Formula 1 (F1)1 is the highest class of international motor sport racing event sanction and organised by the Fédération Internationale de Automobile (FIA). A Formula One season consists of a series of races called Grand Prix which are organised on race circuits all over the world. Every season a driver earns points and the sum of points at the last grand prix is used to determine the world champion for the year.
Since 1950s there has been immense technological advancement is the field of motor vehicles. Formula One constructors lead the design and innovations of better, faster and efficient automobile engineering products. Formula 1 cars are the fastest road cars to exist with the ability of having high cornering speeds achieved through generation of large amounts of aerodynamic downforce generated by the shape of car and the massive rear wing. Naturally driving a Formula One car is a physically challenging job which makes racing with the car an extreme competitive sport.
Formula 1 championship consists of 10 teams with 2 drivers each team. This means that those 20 drivers are the best of the best drivers in the world. With everyone possessing a car with very similar specifications, the winning depends on driving skills, the quality of car manufacturing and a bit of luck. With such high specification cars, the race is extremely competitive with lap times between drivers measured with an accuracy of a millisecond.
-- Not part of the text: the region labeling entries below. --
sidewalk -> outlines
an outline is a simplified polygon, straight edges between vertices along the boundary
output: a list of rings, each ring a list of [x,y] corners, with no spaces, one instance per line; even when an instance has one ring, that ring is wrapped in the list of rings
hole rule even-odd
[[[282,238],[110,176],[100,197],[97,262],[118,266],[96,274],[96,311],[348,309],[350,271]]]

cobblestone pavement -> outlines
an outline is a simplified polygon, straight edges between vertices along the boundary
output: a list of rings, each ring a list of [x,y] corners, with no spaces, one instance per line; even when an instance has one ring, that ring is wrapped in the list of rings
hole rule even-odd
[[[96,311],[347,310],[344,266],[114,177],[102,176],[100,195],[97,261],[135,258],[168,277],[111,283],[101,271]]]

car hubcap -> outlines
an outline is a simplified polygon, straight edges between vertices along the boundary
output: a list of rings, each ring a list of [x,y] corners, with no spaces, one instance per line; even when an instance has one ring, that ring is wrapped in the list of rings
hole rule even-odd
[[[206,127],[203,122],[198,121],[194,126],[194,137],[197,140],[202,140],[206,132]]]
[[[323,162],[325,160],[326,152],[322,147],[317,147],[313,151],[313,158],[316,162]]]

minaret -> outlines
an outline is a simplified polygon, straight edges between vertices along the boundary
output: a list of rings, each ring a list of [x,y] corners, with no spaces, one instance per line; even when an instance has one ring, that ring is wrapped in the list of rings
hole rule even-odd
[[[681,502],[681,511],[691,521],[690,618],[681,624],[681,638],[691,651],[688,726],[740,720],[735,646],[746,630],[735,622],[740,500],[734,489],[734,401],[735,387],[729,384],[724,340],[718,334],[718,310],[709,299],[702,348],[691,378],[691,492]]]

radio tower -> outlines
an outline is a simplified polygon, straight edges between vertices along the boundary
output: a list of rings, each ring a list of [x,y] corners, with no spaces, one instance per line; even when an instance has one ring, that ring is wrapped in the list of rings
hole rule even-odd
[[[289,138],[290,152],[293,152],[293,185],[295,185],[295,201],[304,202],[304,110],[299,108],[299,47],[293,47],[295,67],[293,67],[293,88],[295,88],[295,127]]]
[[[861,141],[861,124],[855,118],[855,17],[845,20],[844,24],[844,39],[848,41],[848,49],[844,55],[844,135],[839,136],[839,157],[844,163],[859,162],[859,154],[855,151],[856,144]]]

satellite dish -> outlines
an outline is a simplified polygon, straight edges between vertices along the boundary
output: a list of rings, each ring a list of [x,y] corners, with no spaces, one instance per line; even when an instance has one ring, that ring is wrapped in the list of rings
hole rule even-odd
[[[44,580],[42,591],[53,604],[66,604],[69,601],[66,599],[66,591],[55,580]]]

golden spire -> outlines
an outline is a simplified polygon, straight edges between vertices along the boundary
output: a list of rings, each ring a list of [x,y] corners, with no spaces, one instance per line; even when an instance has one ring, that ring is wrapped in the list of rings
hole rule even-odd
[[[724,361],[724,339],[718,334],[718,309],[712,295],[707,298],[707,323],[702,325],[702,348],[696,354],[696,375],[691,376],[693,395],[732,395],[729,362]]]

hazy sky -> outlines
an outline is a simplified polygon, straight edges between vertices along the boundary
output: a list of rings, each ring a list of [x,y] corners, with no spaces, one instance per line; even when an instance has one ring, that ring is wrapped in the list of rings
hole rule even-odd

The lap time difference between first 5 cars is usually within a few milliseconds, that’s how competitive F1 race gets.
This analysis is going to focus on one specific race, i.e., the Abu Dhabi Grand Prix in 20212 the last race of the season.The race at this circuit consisted of 58 laps. This was a very important race in the Formula 1 history because this 1 race decided the fate of 2 drivers.
Lewis Hamilton is a 7 time Formula 1 World Champion. He has won the world championship 7 consecutive times. If we wins this race then he will be the world champion for 8 consecutive times beating the world record of another legendary driver Michael Schumacher who also has 7 world championships under his belt.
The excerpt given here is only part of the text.